Re: Sequential vs. random values - number of pages in B-tree

From: Francisco Olarte <folarte(at)peoplecall(dot)com>
To: Daniel Verite <daniel(at)manitou-mail(dot)org>
Cc: pinker <pinker(at)onet(dot)eu>, "pgsql-general(at)postgresql(dot)org" <pgsql-general(at)postgresql(dot)org>
Subject: Re: Sequential vs. random values - number of pages in B-tree
Date: 2016-08-19 17:02:59
Message-ID: CA+bJJbywO9hknJyqK7x5kixyFwyWRwah1Wn801f4YP_VpdyhRA@mail.gmail.com
Views: Raw Message | Whole Thread | Download mbox | Resend email
Thread:
Lists: pgsql-general

On Fri, Aug 19, 2016 at 3:20 PM, Daniel Verite <daniel(at)manitou-mail(dot)org> wrote:
> There's a simple technique that works on top of a Feistel network,
> called the cycle-walking cipher. Described for instance at:
> http://web.cs.ucdavis.edu/~rogaway/papers/subset.pdf
> I'm using the opportunity to add a wiki page:
> https://wiki.postgresql.org/wiki/Pseudo_encrypt_constrained_to_an_arbitrary_range
> with sample plgsql code for the [0..10,000,000] range that might be useful
> for other cases.

Nice reference, nice WikiPage, nice job. Bookmarking every thing.
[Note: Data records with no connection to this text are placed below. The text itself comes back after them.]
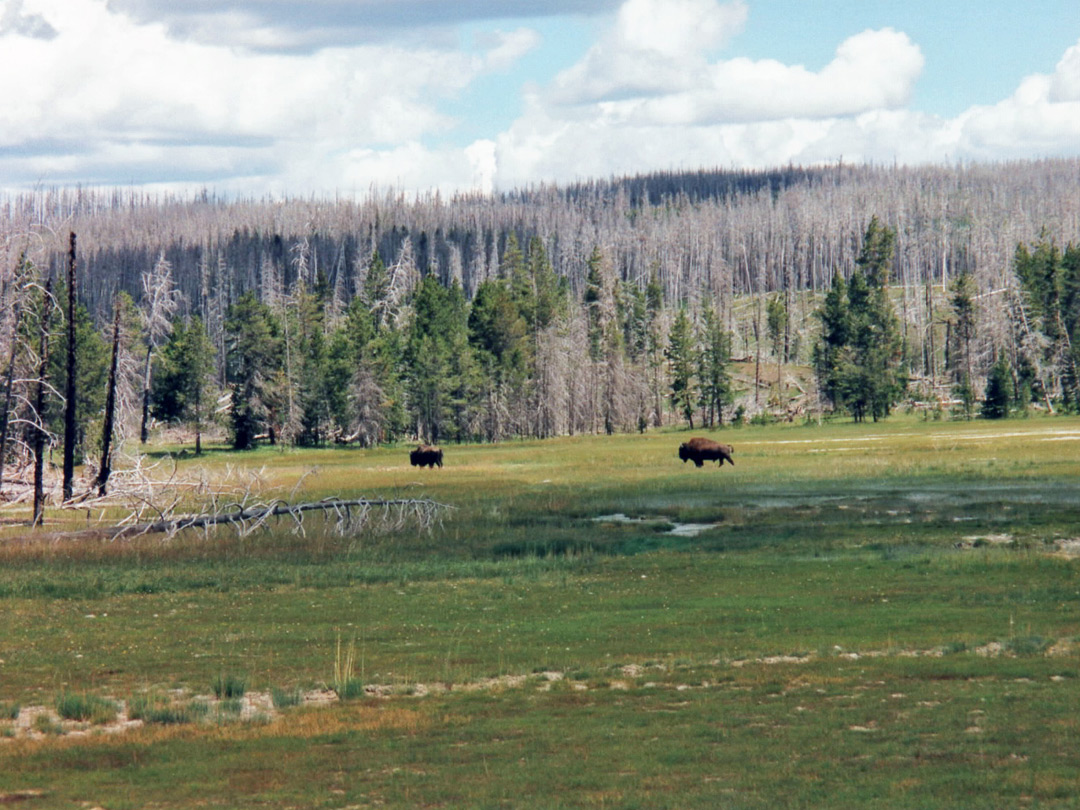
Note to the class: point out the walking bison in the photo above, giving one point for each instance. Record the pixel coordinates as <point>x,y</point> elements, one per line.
<point>426,456</point>
<point>699,450</point>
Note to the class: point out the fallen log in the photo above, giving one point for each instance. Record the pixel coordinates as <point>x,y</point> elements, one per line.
<point>248,518</point>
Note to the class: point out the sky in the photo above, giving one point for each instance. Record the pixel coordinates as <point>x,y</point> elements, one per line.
<point>348,97</point>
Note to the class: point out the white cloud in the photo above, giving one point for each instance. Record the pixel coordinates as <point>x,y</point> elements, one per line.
<point>95,96</point>
<point>655,48</point>
<point>107,91</point>
<point>625,108</point>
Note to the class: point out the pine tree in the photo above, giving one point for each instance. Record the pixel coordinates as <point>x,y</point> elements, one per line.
<point>859,359</point>
<point>997,401</point>
<point>683,363</point>
<point>184,370</point>
<point>255,369</point>
<point>715,354</point>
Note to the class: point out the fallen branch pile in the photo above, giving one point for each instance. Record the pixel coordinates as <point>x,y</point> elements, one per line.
<point>350,516</point>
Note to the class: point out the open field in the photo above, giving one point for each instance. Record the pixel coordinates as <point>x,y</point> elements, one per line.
<point>861,616</point>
> But for the btree fragmentation and final size issue, TBH I don't expect
> that constraining the values within that smaller range will make any
> difference
> in the tests, because it's the dispersion that matters, not the values
> themselves.

Neither do I, that is why I stated probabley good enough for tests, but....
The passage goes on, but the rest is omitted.